SASE is emerging as a way to defeat cybercriminals by preventing malware from accessing the corporate network
Organized crime and criminal groups are increasing the pressure on enterprises in the form of cyberattacks. For most, the pre-eminent tool of attack comes in the form of ransomware, disrupting the critical operations of business until a ransom is paid. Some of those attacks have become epic in nature and have led to sensitive information being exposed or files being encrypted as a form of digital extortion.
Recent victims include Gedia, a German automotive parts manufacturer, and Travelex, a foreign currency exchange enterprise. Both businesses experienced disruption and claimed the attacks came from a criminal group that was behind a series of attacks using sophisticated malware that encrypts files, known as Sodinokibi or REvil. The criminal group also threatened to publish sensitive data from the car parts supplier on the internet unless a ransom was paid.
Ultimately, the criminal group involved is to blame for the crime, but both Gedia and Travelex may not have protected their systems effectively to prevent the crime from happening in the first place. It is speculated that the attack on Travelex was possible because the company failed to patch vulnerable VPN servers. This is important to note, especially since the NIST’s National Vulnerability Database has published more than 100 new CVEs (Common Vulnerabilities and Exposures) for VPNs since January 2019, indicating that there may be many unpatched VPN servers in use today. Even more troubling is that the root cause of the Gedia attack is still yet to be discovered, which means undiscovered vulnerabilities may very well be out in the wild.
Both attacks make it obvious how vulnerable today’s businesses are when connected to the public internet. What’s more, poor cybersecurity hygiene increases the vulnerabilities and makes large organizations tempting targets for criminal enterprises using cyberattacks. The real question becomes, What can be done to prevent such attacks?
One answer may be found in an emerging technology known as secure access service edge (SASE), a cloud-based solution built on SD-WAN technology and may become one of the predominant ways to defeat cybercriminals. SASE is a term coined by research firm Gartner and is attributed as a transformational technology.
“Most ransomware enters a network after a phishing attack or by a user downloading software from an embedded link,” said Avidan Avraham, security research team leader at Cato Networks, an organization that Gartner names as a “sample vendor” in its report on the SASE category.
“Ultimately, the attack occurs because a piece of malware was able to enter the network,” Avraham added. He makes a good point: Ransomware is only able to impact an organization if the malicious code has been placed on the network and executed. Eliminate the ability for malicious code to enter the network and ransomware and other threats can be defeated.

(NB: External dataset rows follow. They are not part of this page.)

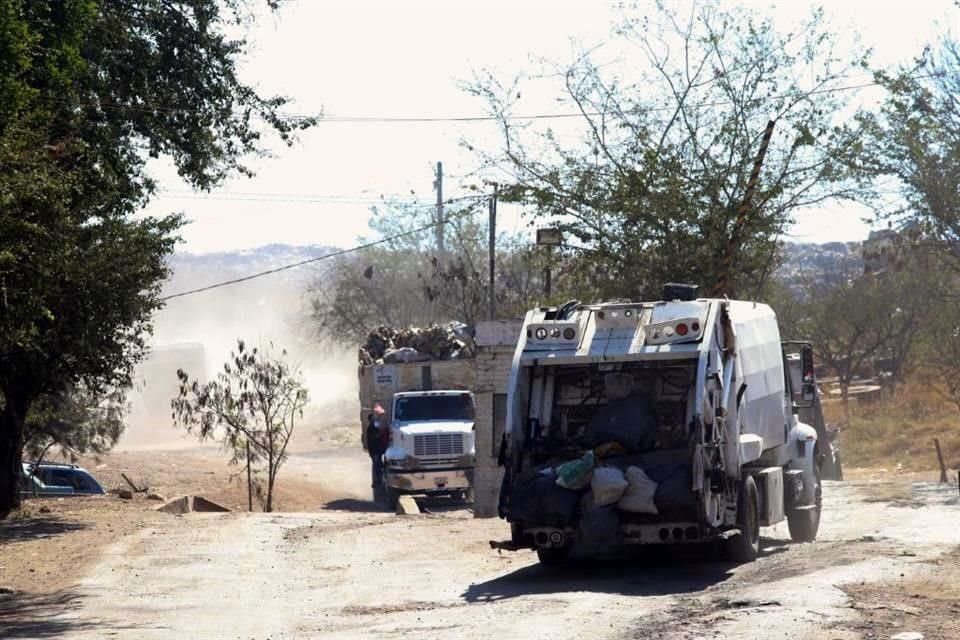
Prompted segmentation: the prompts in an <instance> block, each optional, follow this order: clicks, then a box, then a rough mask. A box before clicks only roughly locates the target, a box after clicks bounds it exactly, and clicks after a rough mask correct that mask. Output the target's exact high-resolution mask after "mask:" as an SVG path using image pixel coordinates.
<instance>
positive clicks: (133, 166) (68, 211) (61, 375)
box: [0, 0, 314, 517]
mask: <svg viewBox="0 0 960 640" xmlns="http://www.w3.org/2000/svg"><path fill="white" fill-rule="evenodd" d="M246 6H247V3H246V2H245V1H244V0H222V1H221V2H217V1H215V0H189V1H188V0H167V1H164V2H148V1H146V0H111V1H109V2H108V1H106V0H99V1H98V0H71V1H68V2H60V1H56V2H55V1H52V0H47V1H35V0H0V392H2V400H3V402H2V411H0V517H2V516H3V515H5V514H6V513H8V512H9V511H10V509H11V508H13V507H14V506H16V504H17V502H18V497H17V487H16V483H17V480H18V478H19V474H20V456H21V449H22V445H23V434H24V424H25V420H26V417H27V416H28V415H29V414H30V412H31V408H32V407H33V405H34V403H35V402H36V401H37V399H38V398H40V397H41V396H44V395H48V396H56V395H58V394H62V393H65V392H66V391H67V390H68V389H71V388H77V387H79V386H83V388H85V389H88V390H89V391H90V392H92V393H101V392H103V391H104V390H105V389H110V388H122V387H125V386H127V385H128V384H129V382H130V375H131V370H132V367H133V365H134V364H135V363H136V362H137V361H138V360H139V359H140V358H141V357H142V356H143V353H144V347H145V344H146V336H147V335H148V333H149V331H150V328H151V326H150V316H151V313H152V312H154V311H155V310H156V309H158V308H159V307H160V305H161V300H160V286H161V283H162V282H163V280H164V279H165V278H166V277H167V275H168V267H167V263H166V257H167V256H168V255H169V254H170V253H171V252H172V250H173V247H174V243H175V241H176V233H177V230H178V228H179V227H180V226H181V225H182V224H183V218H182V217H181V216H179V215H169V216H165V217H162V218H153V217H143V216H141V217H134V215H133V214H134V213H135V212H136V211H137V210H138V209H139V208H140V207H141V206H142V205H143V204H144V203H145V202H146V201H147V200H148V199H149V197H150V195H151V194H152V193H153V190H154V183H153V182H152V181H151V179H150V177H149V175H148V174H147V172H146V163H147V161H148V159H149V158H150V157H159V156H167V157H169V158H170V159H172V161H173V163H174V164H175V166H176V167H177V169H178V171H179V173H180V175H181V176H182V177H183V178H184V179H185V180H187V181H188V182H190V183H191V184H193V185H194V186H196V187H198V188H201V189H208V188H210V187H212V186H214V185H216V184H217V183H218V182H220V181H221V180H222V179H223V178H224V177H225V176H226V175H228V174H230V173H236V172H239V173H241V174H249V173H250V168H249V166H248V165H247V164H246V162H247V159H248V158H249V157H250V156H254V155H257V154H259V153H261V149H262V146H261V145H262V142H261V140H262V136H263V134H264V133H265V132H266V131H273V132H275V133H276V134H277V135H278V136H279V137H280V139H281V140H283V141H284V142H287V143H291V142H292V140H293V136H294V134H295V132H296V130H297V129H300V128H303V127H306V126H310V125H311V124H313V122H314V120H313V119H309V118H308V119H302V120H289V119H284V118H283V117H282V116H281V115H280V111H279V110H280V109H281V108H282V107H283V106H284V104H285V102H286V101H285V99H284V98H281V97H266V98H264V97H261V96H260V95H259V94H258V93H257V92H256V91H255V90H254V89H253V88H251V87H250V86H248V85H246V84H244V83H243V82H241V81H240V79H239V78H238V77H237V74H236V63H237V60H238V58H239V57H240V56H242V55H243V53H244V51H245V49H246V42H245V41H244V40H243V39H233V38H230V37H228V36H227V35H226V34H225V33H224V29H225V28H226V27H227V26H228V25H229V24H237V23H242V22H243V21H244V20H246V19H247V18H248V15H247V13H246V11H245V8H246Z"/></svg>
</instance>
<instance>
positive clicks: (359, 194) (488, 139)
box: [148, 0, 960, 253]
mask: <svg viewBox="0 0 960 640" xmlns="http://www.w3.org/2000/svg"><path fill="white" fill-rule="evenodd" d="M750 4H752V5H753V6H755V7H757V8H758V9H761V10H763V11H770V12H772V15H774V16H775V17H776V19H777V22H778V24H779V25H782V28H789V27H790V26H791V25H792V24H795V22H796V21H798V20H799V19H800V18H801V17H802V16H804V15H806V13H807V11H808V10H809V7H810V6H811V5H810V4H809V3H806V2H800V1H797V2H783V3H779V4H770V3H766V2H765V3H750ZM824 4H825V6H826V9H827V13H828V15H830V16H831V17H832V19H833V23H834V24H835V25H837V27H838V29H839V30H841V31H844V32H850V31H851V30H853V29H855V30H856V31H858V32H859V33H860V34H861V36H862V40H863V42H864V44H866V45H868V46H872V47H873V48H874V50H875V58H874V60H875V62H876V63H880V64H890V63H895V62H897V61H901V60H906V59H908V58H910V57H911V56H914V55H916V54H917V53H918V52H919V51H920V49H921V48H922V45H923V43H925V42H928V41H930V40H932V39H933V38H934V37H935V35H936V34H937V33H939V32H942V31H944V30H950V31H956V29H957V26H958V23H960V22H958V18H960V9H957V8H956V7H955V6H954V4H953V2H952V1H949V0H941V1H933V0H930V1H927V2H922V1H916V0H915V1H913V2H884V1H882V0H874V1H873V2H854V1H846V2H826V3H824ZM613 18H614V13H613V12H612V11H611V10H610V8H609V7H608V5H606V4H604V3H601V2H561V1H553V2H533V1H528V2H493V1H487V2H454V1H451V2H439V1H437V2H416V3H415V2H400V1H398V2H329V1H322V0H294V1H291V2H287V3H284V6H283V8H282V9H281V11H280V12H279V14H278V15H276V16H271V15H265V16H264V18H263V19H261V20H260V22H259V23H258V25H257V26H256V27H255V28H254V29H253V30H252V31H251V33H250V38H251V40H252V42H253V47H254V50H253V52H252V55H251V56H250V58H249V60H248V61H247V62H246V63H245V65H244V67H243V75H244V77H245V79H246V80H247V81H248V82H251V83H253V84H255V85H256V86H258V87H259V88H260V89H261V90H262V91H263V92H265V93H273V92H279V93H284V94H286V95H288V96H290V97H291V98H293V100H294V103H293V104H292V105H290V107H289V109H288V111H289V112H292V113H311V112H316V111H319V110H321V109H322V110H323V111H324V113H325V114H326V115H328V116H332V117H333V118H332V119H331V120H328V121H322V122H321V123H320V124H319V125H318V126H317V127H316V128H315V129H313V130H311V131H309V132H307V133H306V134H304V135H303V136H302V137H301V141H300V143H299V144H298V145H297V146H296V147H294V148H293V149H286V148H277V149H276V155H275V157H273V158H268V159H265V160H263V161H257V163H256V164H255V167H256V169H257V173H258V175H257V176H256V177H255V178H254V179H239V178H238V179H234V180H231V181H229V182H227V183H226V184H224V185H223V187H221V188H220V189H217V190H216V191H214V192H213V193H212V194H210V196H205V195H200V194H194V193H192V192H190V191H189V190H188V188H187V187H186V186H185V185H184V184H183V183H182V182H180V181H179V180H178V179H177V178H176V175H175V173H173V172H172V171H170V170H169V168H168V167H165V166H162V165H157V166H156V172H157V175H158V176H159V177H160V178H161V185H162V187H163V188H164V192H163V193H162V194H161V195H160V196H159V197H158V198H157V199H156V200H155V201H154V202H153V203H152V204H151V205H150V208H149V209H148V211H149V212H151V213H157V214H160V213H166V212H169V211H183V212H184V213H186V214H187V217H188V218H189V219H190V220H192V222H191V224H190V225H189V226H188V227H186V228H185V229H184V230H183V237H184V240H185V243H184V244H183V245H181V246H180V250H185V251H191V252H195V253H205V252H211V251H227V250H235V249H244V248H252V247H255V246H259V245H263V244H268V243H273V242H281V243H289V244H325V245H335V246H341V247H346V246H351V245H353V244H355V242H356V239H357V236H358V235H363V234H368V235H369V231H368V229H367V226H366V223H367V218H368V214H369V206H370V205H371V204H372V203H374V202H375V201H376V200H377V199H378V198H379V196H380V195H381V194H384V195H388V196H398V197H400V198H403V199H404V200H412V199H418V200H419V201H420V202H423V203H424V204H425V206H429V205H430V204H431V203H432V202H433V201H434V198H435V196H434V193H433V186H432V182H433V170H434V166H435V163H436V162H437V161H438V160H440V161H443V163H444V172H445V180H444V196H445V197H447V198H449V197H456V196H458V195H464V193H463V192H462V191H460V190H458V183H459V180H458V179H459V178H460V177H462V176H464V175H465V174H466V173H467V172H469V171H470V170H472V169H473V168H474V167H475V166H476V162H477V161H476V158H475V157H473V156H472V155H471V154H469V153H468V152H467V151H465V150H464V149H463V148H462V147H461V145H460V141H461V140H462V139H464V138H467V139H470V140H471V141H477V142H480V143H486V144H487V145H488V146H491V147H492V146H494V145H495V144H496V143H497V141H498V139H497V135H498V134H497V132H496V131H495V130H494V128H493V126H492V125H491V124H490V123H451V122H441V123H411V122H345V121H343V120H337V119H336V118H342V117H386V118H404V117H414V118H417V117H457V116H474V115H483V114H484V107H485V105H484V104H483V103H482V102H481V101H480V100H478V99H477V98H474V97H471V96H469V95H467V94H466V93H465V92H464V91H463V90H462V88H461V87H460V83H461V82H463V81H467V80H469V79H470V78H471V77H472V70H474V69H488V68H489V69H494V70H497V71H499V72H500V73H501V74H502V75H503V77H504V78H510V77H513V76H514V75H516V74H517V73H519V72H521V71H524V70H528V69H530V68H531V65H530V63H529V60H530V58H531V56H533V57H547V58H552V59H557V60H561V61H562V60H567V59H569V58H570V57H571V53H572V51H573V46H572V42H580V43H583V44H588V45H589V44H592V43H595V42H599V41H601V40H602V39H604V37H605V36H607V35H608V34H609V26H610V23H611V20H612V19H613ZM544 108H545V110H546V111H547V112H549V110H550V108H551V107H549V105H546V106H545V107H544ZM411 192H413V194H411ZM864 214H865V212H864V211H861V210H859V209H856V208H852V207H845V208H841V207H836V206H834V207H829V208H826V209H823V210H813V211H806V212H803V213H802V214H801V216H800V219H799V221H798V224H797V225H796V226H795V227H794V229H792V230H791V234H792V236H793V237H795V238H796V239H798V240H804V241H813V242H826V241H829V240H844V241H846V240H860V239H862V238H864V237H865V236H866V233H867V230H868V227H867V226H866V225H864V224H863V223H862V222H860V220H859V218H860V216H861V215H864ZM501 225H502V226H505V227H506V228H508V229H518V228H519V220H518V217H517V216H516V215H515V214H511V212H510V211H504V215H503V216H502V219H501Z"/></svg>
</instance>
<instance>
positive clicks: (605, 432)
mask: <svg viewBox="0 0 960 640" xmlns="http://www.w3.org/2000/svg"><path fill="white" fill-rule="evenodd" d="M583 438H584V440H585V444H586V446H587V447H590V448H593V447H599V446H600V445H602V444H605V443H607V442H616V443H619V444H620V445H622V446H623V447H624V448H625V449H626V450H627V451H629V452H631V453H637V452H641V451H648V450H650V449H652V448H653V447H654V445H655V444H656V438H657V413H656V408H655V407H654V405H653V403H652V402H651V401H650V400H649V399H648V398H646V397H644V396H641V395H631V396H627V397H626V398H618V399H616V400H611V401H610V402H608V403H607V404H605V405H603V406H602V407H600V408H599V409H597V411H596V413H594V414H593V417H592V418H591V419H590V423H589V425H587V429H586V432H585V433H584V435H583Z"/></svg>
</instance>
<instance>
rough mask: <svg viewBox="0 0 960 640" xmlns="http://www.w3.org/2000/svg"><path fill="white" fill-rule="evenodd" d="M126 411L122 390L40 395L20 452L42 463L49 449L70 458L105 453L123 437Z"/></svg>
mask: <svg viewBox="0 0 960 640" xmlns="http://www.w3.org/2000/svg"><path fill="white" fill-rule="evenodd" d="M126 409H127V396H126V390H125V389H112V390H109V391H107V392H106V393H102V394H98V393H92V392H91V391H90V390H88V389H84V388H83V387H79V388H74V389H70V390H68V391H66V392H63V393H60V394H56V395H45V396H40V397H39V398H38V399H37V400H36V401H35V402H34V403H33V406H32V407H31V409H30V414H29V415H28V416H27V421H26V424H25V428H24V436H23V439H24V445H23V450H24V453H25V454H26V455H28V456H30V458H31V459H33V460H38V461H39V460H42V459H43V458H44V456H46V455H47V452H48V451H50V450H51V449H56V450H58V453H59V454H60V455H61V456H64V457H67V456H69V457H70V458H71V459H72V458H74V457H75V456H77V455H85V454H90V453H92V454H100V453H106V452H107V451H109V450H110V449H111V448H112V447H113V445H115V444H116V443H117V440H119V439H120V436H121V435H122V434H123V431H124V429H125V428H126V424H125V422H124V415H125V412H126Z"/></svg>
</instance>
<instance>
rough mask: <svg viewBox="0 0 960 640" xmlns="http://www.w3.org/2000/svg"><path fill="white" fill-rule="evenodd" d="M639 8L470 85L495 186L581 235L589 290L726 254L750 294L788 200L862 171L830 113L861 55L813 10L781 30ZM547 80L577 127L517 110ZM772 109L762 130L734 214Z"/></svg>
mask: <svg viewBox="0 0 960 640" xmlns="http://www.w3.org/2000/svg"><path fill="white" fill-rule="evenodd" d="M643 10H647V7H644V9H643ZM649 12H650V13H651V14H652V15H650V16H640V15H637V14H636V13H631V12H630V11H629V10H627V12H626V13H625V14H624V17H623V19H622V21H621V23H620V24H619V25H618V26H617V27H616V29H615V32H614V34H613V35H612V36H611V38H610V40H609V41H608V42H607V43H605V45H603V46H599V47H596V48H594V49H590V50H587V51H586V52H584V53H583V54H582V55H581V56H579V57H578V58H577V59H576V60H575V61H574V62H573V63H571V64H569V65H551V64H547V65H546V67H547V68H546V69H545V70H544V71H543V72H542V73H540V74H537V75H534V77H533V78H532V79H524V78H518V79H516V80H514V81H513V82H506V83H504V82H501V81H500V80H498V79H497V78H496V77H495V76H493V75H492V74H488V75H487V76H486V77H482V78H480V79H478V80H477V81H476V82H475V83H474V84H473V85H472V86H470V87H468V90H469V91H471V92H472V93H473V94H474V95H476V96H478V97H480V98H482V99H483V100H485V101H486V102H487V104H488V107H489V110H490V112H491V114H492V115H493V116H494V117H495V119H496V120H497V122H498V123H499V126H500V130H501V134H502V140H503V144H502V148H501V150H500V151H498V152H495V153H485V154H484V155H483V159H484V161H485V163H486V165H487V166H488V168H490V169H491V170H496V171H498V172H500V173H501V174H505V175H506V176H507V177H506V180H507V181H509V182H510V183H511V184H510V185H508V186H507V187H506V188H505V189H504V190H503V191H502V192H501V193H502V194H503V198H504V199H505V200H508V201H513V202H518V203H523V204H525V205H527V206H529V207H530V210H531V215H532V216H534V217H535V219H537V220H538V221H542V222H543V223H545V224H549V225H550V226H556V227H559V228H560V229H561V230H562V231H563V232H564V234H565V236H566V237H568V238H570V239H571V241H575V242H576V247H577V249H576V250H577V251H579V252H580V253H578V255H577V259H576V261H575V262H576V264H577V265H578V266H577V268H578V272H579V273H578V277H577V278H575V280H576V281H577V282H579V283H581V284H582V283H588V284H589V285H590V291H589V293H591V297H594V298H639V297H645V296H650V295H659V291H660V286H661V285H662V284H663V283H664V282H667V281H671V280H672V281H687V282H692V283H695V284H699V285H701V287H702V290H704V291H706V292H708V293H709V292H712V289H713V287H714V285H715V283H717V282H718V279H719V276H720V274H721V273H722V272H723V271H724V267H723V264H724V259H725V257H726V256H727V255H728V254H729V255H730V256H731V257H732V258H733V262H734V265H735V267H734V270H733V273H731V274H730V278H731V279H730V281H729V282H730V286H728V287H727V291H726V293H730V294H733V293H737V294H740V295H741V296H746V297H752V296H757V295H759V294H760V293H761V292H762V291H763V289H764V287H765V286H766V284H767V282H768V281H769V278H770V275H771V273H772V271H773V268H774V267H775V266H776V256H777V251H776V238H777V236H778V235H779V234H780V233H782V232H783V231H784V229H785V228H786V227H787V225H789V224H790V222H792V220H793V217H794V215H795V214H796V212H797V211H799V210H800V209H802V208H803V207H809V206H813V205H816V204H819V203H822V202H825V201H828V200H832V199H838V198H839V199H844V198H851V199H852V198H857V197H860V196H861V195H862V191H863V190H864V189H865V188H866V187H867V186H868V183H867V178H866V176H864V175H861V174H860V172H859V170H857V169H856V168H855V163H854V162H853V160H854V158H856V156H857V155H858V154H859V153H861V151H862V149H863V142H862V140H861V137H860V135H859V128H860V127H859V120H858V119H856V118H848V119H847V121H845V122H840V121H839V119H840V115H841V113H843V110H844V109H845V108H846V107H847V106H848V100H849V93H844V92H843V91H840V90H839V88H840V87H841V85H842V84H846V83H847V82H848V80H847V77H848V76H849V74H851V73H853V72H855V71H857V70H859V69H861V68H862V65H863V64H865V60H866V58H865V56H864V55H860V54H854V55H852V56H851V57H849V58H848V59H841V58H840V57H839V56H838V54H837V52H836V49H835V47H836V45H837V38H836V37H834V36H831V35H830V34H829V33H828V32H827V31H826V27H825V25H824V22H823V18H822V13H820V12H816V13H814V14H813V15H812V16H811V17H810V19H809V20H808V21H807V22H806V23H805V24H804V25H802V27H801V28H800V29H798V30H796V31H795V32H793V33H790V34H787V35H780V34H778V33H776V32H775V30H774V28H773V26H772V23H771V21H770V20H764V19H758V18H757V17H756V16H755V14H753V13H751V12H750V11H748V10H746V9H742V8H735V9H730V10H723V9H720V8H718V6H717V5H716V4H714V3H703V4H696V5H695V6H694V8H693V10H692V11H691V12H690V14H689V16H687V17H683V16H681V15H680V14H679V13H678V11H676V10H674V9H670V8H668V7H667V6H666V5H665V3H663V4H658V5H657V7H656V8H655V9H654V10H650V11H649ZM610 51H612V53H608V52H610ZM623 52H626V53H623ZM618 65H619V66H618ZM617 68H621V69H626V71H623V72H621V73H619V74H618V73H617V72H615V71H614V70H613V69H617ZM543 82H547V83H551V82H553V83H556V84H555V85H553V84H551V85H549V86H548V87H546V88H545V87H543V86H540V83H543ZM555 88H556V89H555ZM554 90H556V91H557V92H558V93H559V94H560V96H559V97H558V99H557V101H558V103H560V104H561V105H565V106H568V107H569V109H570V110H572V111H573V112H574V113H576V114H579V117H578V118H577V119H576V122H578V123H579V128H578V132H582V135H580V134H579V133H577V134H572V133H571V132H570V131H569V130H565V129H560V130H558V129H555V128H553V127H552V126H551V128H547V129H543V127H542V126H538V125H537V123H536V122H533V121H524V119H523V116H521V115H517V114H518V113H522V111H523V110H524V102H523V96H525V95H528V94H531V93H532V94H534V95H542V94H543V93H544V92H545V91H554ZM558 110H559V108H558ZM770 120H773V121H774V122H775V123H776V127H775V129H774V134H773V138H772V142H771V143H770V146H769V151H768V153H767V154H766V160H765V163H764V165H763V169H762V172H761V173H760V178H759V182H758V184H757V185H756V191H755V193H754V195H753V198H752V202H751V203H750V206H749V207H748V208H747V215H746V216H745V217H742V218H741V217H740V216H738V210H739V209H740V204H741V203H742V201H743V199H744V196H745V192H746V191H747V185H748V181H749V177H750V174H751V171H752V169H753V166H754V161H755V158H756V156H757V154H758V150H759V148H760V146H761V144H760V143H761V137H762V135H763V133H764V131H765V127H766V124H767V122H768V121H770ZM563 122H565V123H569V122H570V121H569V120H564V121H563ZM562 126H564V127H567V128H569V125H562ZM584 249H587V250H588V251H584Z"/></svg>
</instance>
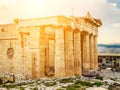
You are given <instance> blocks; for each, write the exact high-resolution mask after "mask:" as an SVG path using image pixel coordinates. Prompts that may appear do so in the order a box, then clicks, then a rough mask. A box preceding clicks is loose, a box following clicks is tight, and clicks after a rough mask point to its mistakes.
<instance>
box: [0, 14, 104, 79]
mask: <svg viewBox="0 0 120 90" xmlns="http://www.w3.org/2000/svg"><path fill="white" fill-rule="evenodd" d="M101 24H102V23H101V22H100V21H99V20H98V19H93V18H92V17H91V16H90V15H89V16H87V17H80V18H79V17H73V18H67V17H64V16H55V17H49V18H38V19H25V20H22V19H16V20H15V23H14V24H5V25H0V51H1V52H0V72H2V73H7V72H8V73H13V74H20V75H23V76H25V78H26V79H30V78H32V79H38V78H40V77H64V76H74V75H82V73H84V71H85V72H86V71H87V72H88V71H89V70H94V69H96V68H97V67H98V63H97V47H96V45H97V33H98V30H97V29H98V27H99V26H100V25H101Z"/></svg>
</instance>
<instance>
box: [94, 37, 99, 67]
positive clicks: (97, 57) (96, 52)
mask: <svg viewBox="0 0 120 90" xmlns="http://www.w3.org/2000/svg"><path fill="white" fill-rule="evenodd" d="M94 49H95V51H94V58H95V69H98V50H97V36H94Z"/></svg>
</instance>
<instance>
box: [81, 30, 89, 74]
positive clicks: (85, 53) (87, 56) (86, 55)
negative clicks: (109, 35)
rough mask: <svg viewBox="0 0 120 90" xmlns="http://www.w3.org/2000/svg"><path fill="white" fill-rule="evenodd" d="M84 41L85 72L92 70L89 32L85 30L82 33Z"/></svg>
mask: <svg viewBox="0 0 120 90" xmlns="http://www.w3.org/2000/svg"><path fill="white" fill-rule="evenodd" d="M82 38H83V40H82V43H83V46H82V47H83V50H82V51H83V52H82V53H83V60H82V63H83V73H84V72H88V71H89V70H90V52H89V51H90V49H89V34H88V33H87V32H83V35H82Z"/></svg>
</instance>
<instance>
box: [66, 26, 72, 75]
mask: <svg viewBox="0 0 120 90" xmlns="http://www.w3.org/2000/svg"><path fill="white" fill-rule="evenodd" d="M70 29H71V28H67V29H65V34H64V35H65V75H66V76H73V75H74V57H73V32H72V30H70Z"/></svg>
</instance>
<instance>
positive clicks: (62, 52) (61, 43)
mask: <svg viewBox="0 0 120 90" xmlns="http://www.w3.org/2000/svg"><path fill="white" fill-rule="evenodd" d="M64 76H65V61H64V30H63V28H62V27H57V28H56V30H55V77H64Z"/></svg>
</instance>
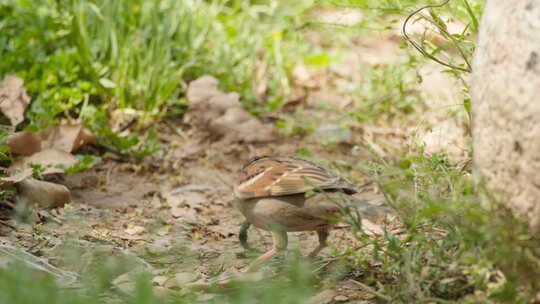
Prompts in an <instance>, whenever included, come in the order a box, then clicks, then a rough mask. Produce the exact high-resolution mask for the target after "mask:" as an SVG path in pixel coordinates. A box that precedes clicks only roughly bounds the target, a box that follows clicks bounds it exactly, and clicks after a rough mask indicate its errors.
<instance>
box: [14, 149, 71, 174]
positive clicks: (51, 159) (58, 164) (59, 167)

Of course, detecting malicious code and blocking known malware sites are only part of the security solution. Avraham also explained that infrastructure and network connectivity must be further protected to eliminate the potential for malware to infect a network.
Cato Networks isn’t the only name in the SASE game. Barracuda Networks, Zscaler, Forcepoint and BitGlass are aggressively promoting SASE as well.
SASE brings forth a different approach than traditional wide area networking solutions. SASE is built on SD-WAN and creates a secure environment that runs over the public internet. SASE fully encrypts all traffic and collapses the networking and security stack into an easily managed, unified offering, which then allows enterprises to connect over private backbones, with all traffic evaluated for cybersecurity issues. “By blocking malicious software, traffic, and lateral attacks, SASE makes it impossible for attackers to insert malicious code into a SASE-protected network,” said Avraham.